Why make it so complicated? One of the main reasons we did it this way was because a majority of the team was still working on the existing website. By only moving subdirectories, our developers were more easily able to see which templates had been reworked and might need to have a change incorporated.
Along with moving the templates, we also built a small Django app for handling the two sites.
Using django-waffle, we wrote a wrapper for Django’s render_to_response function. In pseudocode, the wrapper would:
- Check if the requesting user had the ‘niptuck’ flag enabled.
- If the flag was enabled, it would then search for the template
- If found, we would render the new template.
- If not, we would reconstruct the template URL to search for the old template and render the old view.
With the render wrapper in place, we were able to convert each template without affecting the live site. We were also able to fail gracefully as we turned on the flag for ourselves.
This process enabled us to convert views without conflicting with other streams of work.
Caveats and exceptions
What’s a good system without a few pitfalls and exceptions? We encountered a few minor issues when we implemented this redesign, mostly related to views and templates provided by third party apps.
Third party views
In Bitbucket, we use Django’s built-in user authentication, as well as the Social Registration app. Both of these apps have their own views that are given the location of the template in their parameters. Because of this behavior, we are not able to replace the call to the render method like we do with our custom views.
To get around this, we wrote a view wrapper that would wrap the execution of the view with our own and manipulate the provided template name.

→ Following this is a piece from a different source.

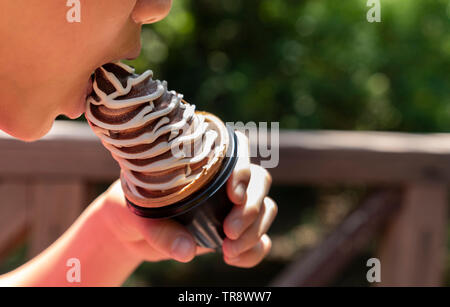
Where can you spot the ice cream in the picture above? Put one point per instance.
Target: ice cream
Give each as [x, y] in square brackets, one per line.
[166, 149]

These third party apps also present additional issues since they provide default templates. Therefore, our check for the template’s existence always resolves to ‘True’. This problem only occurred if the template had not yet been converted AND if the user has the flag turned on. Since it only affected our alpha testers, we decided that this issue was a worthwhile compromise.
Feedback and iterations
You never get things right the first time, so we also had a solid process in place for feedback and redesign. We started releasing the new look to the rest of Atlassian’s staff in August, months before the official release in October. This meant that we received large amounts of feedback from users who interacted with Bitbucket on a daily basis. We also ran Friday afternoon demos to gather feedback from the team about new changes made during the week.
With all this data, we could identify which views needed work and iterate on them again. Most of our pages went through multiple incarnations and in some extreme cases were removed entirely. All this occurred without ever affecting the old site.
Deploying the new look
By using this system, we not only were able to have both designs run concurrently, but it also made the deployment process seamless. To deploy the new look, we simply needed to turn on the waffle flag to activate the new view for all users. There was no need for a deployment script, which in many cases could be flaky.
After the deployment, we then monitored our Sentry platform in order to find any errors. We also watched our support, issues, and social media channels to catch any UX issues that we may have missed.
The templating code is now available for open-source use at bnguyen/niptuck-templating. You should be able to deploy it directly into your Django app.